Le Temps

«L’épreuve a forgé notre cohésion»

Jean-Frédéric de Leusse est le président d’UBS France depuis mai 2012. Quelles leçons a-t-il tirées du grand procès de sa banque et de sa maison mère, achevé le 15 novembre et en attente de jugement? Il le raconte dans un entretien accordé au «Temps»

- PROPOS RECUEILLIS PAR RICHARD WERLY, PARIS @LTwerly

tL’adresse n’a pas changé. C’est toujours au 69, boulevard Haussmann, juste derrière l’Opéra Garnier, que Jean-Frédéric de Leusse reçoit dans les bureaux parisiens d’UBS France. C’est là qu’en mai 2012 cet ancien haut fonctionna­ire français, conseiller d’Etat et ex-haut dirigeant du Crédit Agricole, est arrivé pour reprendre les commandes d’une banque en pleine tourmente. Six années et un procès historique plus tard, ce banquier convaincu de l’innocence de son établissem­ent et de sa maison mère a reçu Le Temps.

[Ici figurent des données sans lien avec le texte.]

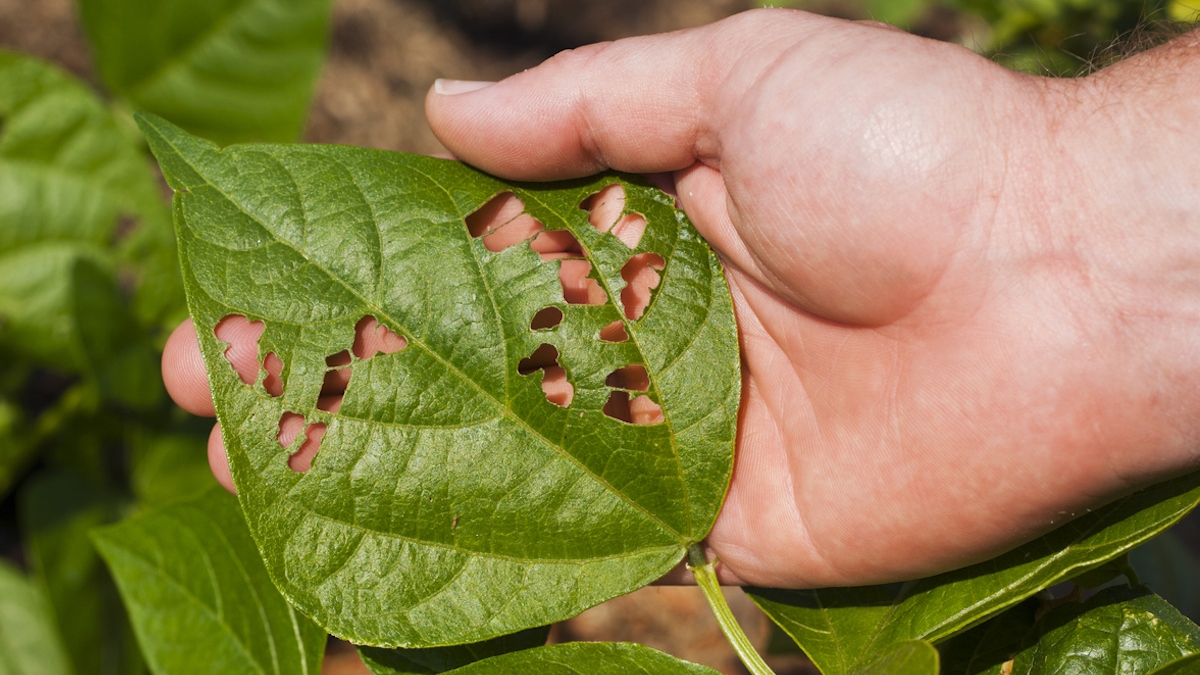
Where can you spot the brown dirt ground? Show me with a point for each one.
(384, 57)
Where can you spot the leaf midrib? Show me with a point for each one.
(371, 306)
(634, 338)
(180, 58)
(1048, 562)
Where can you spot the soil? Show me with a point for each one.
(384, 55)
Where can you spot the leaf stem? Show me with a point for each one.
(706, 578)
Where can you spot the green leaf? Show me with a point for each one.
(984, 649)
(227, 70)
(1186, 665)
(29, 644)
(75, 185)
(450, 499)
(577, 658)
(58, 509)
(167, 469)
(1119, 631)
(16, 451)
(435, 661)
(198, 596)
(841, 627)
(912, 657)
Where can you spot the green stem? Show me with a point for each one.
(706, 578)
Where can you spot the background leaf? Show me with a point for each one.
(912, 657)
(169, 467)
(228, 70)
(435, 661)
(29, 644)
(583, 658)
(841, 627)
(1170, 568)
(58, 509)
(1117, 631)
(450, 499)
(190, 575)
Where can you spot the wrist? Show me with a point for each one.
(1122, 189)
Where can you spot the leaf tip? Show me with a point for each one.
(175, 149)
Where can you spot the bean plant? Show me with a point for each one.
(478, 407)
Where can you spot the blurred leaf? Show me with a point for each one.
(450, 497)
(75, 184)
(435, 661)
(1167, 567)
(912, 657)
(1186, 665)
(29, 644)
(58, 509)
(198, 596)
(227, 70)
(840, 628)
(576, 658)
(1119, 631)
(173, 467)
(1108, 572)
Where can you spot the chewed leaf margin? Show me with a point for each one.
(447, 541)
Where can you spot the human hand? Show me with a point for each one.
(966, 297)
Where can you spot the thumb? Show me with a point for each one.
(642, 105)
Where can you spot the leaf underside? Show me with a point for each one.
(843, 628)
(435, 661)
(190, 577)
(450, 501)
(579, 658)
(29, 643)
(78, 204)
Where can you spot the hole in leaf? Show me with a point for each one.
(330, 404)
(630, 377)
(546, 318)
(640, 274)
(274, 382)
(291, 423)
(502, 222)
(372, 338)
(557, 244)
(241, 335)
(553, 381)
(336, 381)
(617, 406)
(301, 460)
(605, 208)
(639, 411)
(645, 411)
(579, 288)
(615, 332)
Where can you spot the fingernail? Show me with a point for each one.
(451, 87)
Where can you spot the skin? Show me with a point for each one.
(969, 299)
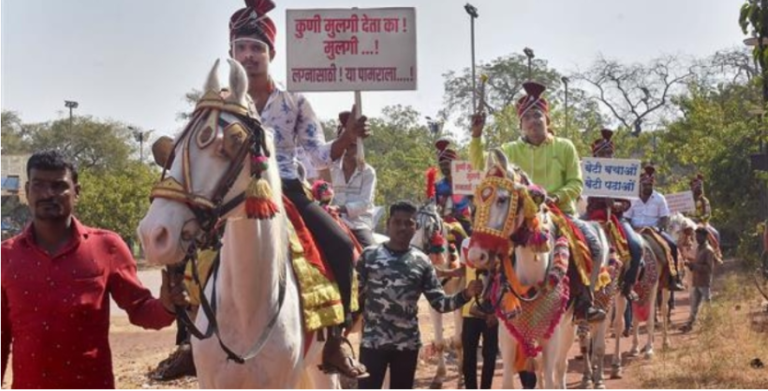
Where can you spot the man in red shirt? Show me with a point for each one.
(57, 276)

Commençons par le procès: 3,7 milliards d’euros d’amende requis par le procureur contre UBS AG, 15 millions contre UBS France. Un record, comme l’était déjà la caution de 1,1 milliard acquittée par la banque suisse en 2014. Peut-on, devant un tel précipice juridique, garder la confiance de ses clients?

L’impact d’une telle tourmente à la fois judiciaire et médiatique est très lourd, c’est évident. Nous avons eu des salariés gardés à vue. UBS France a été jugée coupable dans la presse avant même l’ouverture du procès. Le jugement moral est tombé avant même que nos avocats ne prennent la parole. Et pourtant: nous sommes aujourd’hui, six ans après mon arrivée, une banque française de taille moyenne qui se porte bien, en croissance, avec près de 18 milliards d’euros d’actifs sous gestion. Cette épreuve a forgé notre cohésion et notre esprit d’entreprise. J’attendais ce procès. Je souhaitais que les choses soient dites et notre défense entendue. Il fallait tourner cette page.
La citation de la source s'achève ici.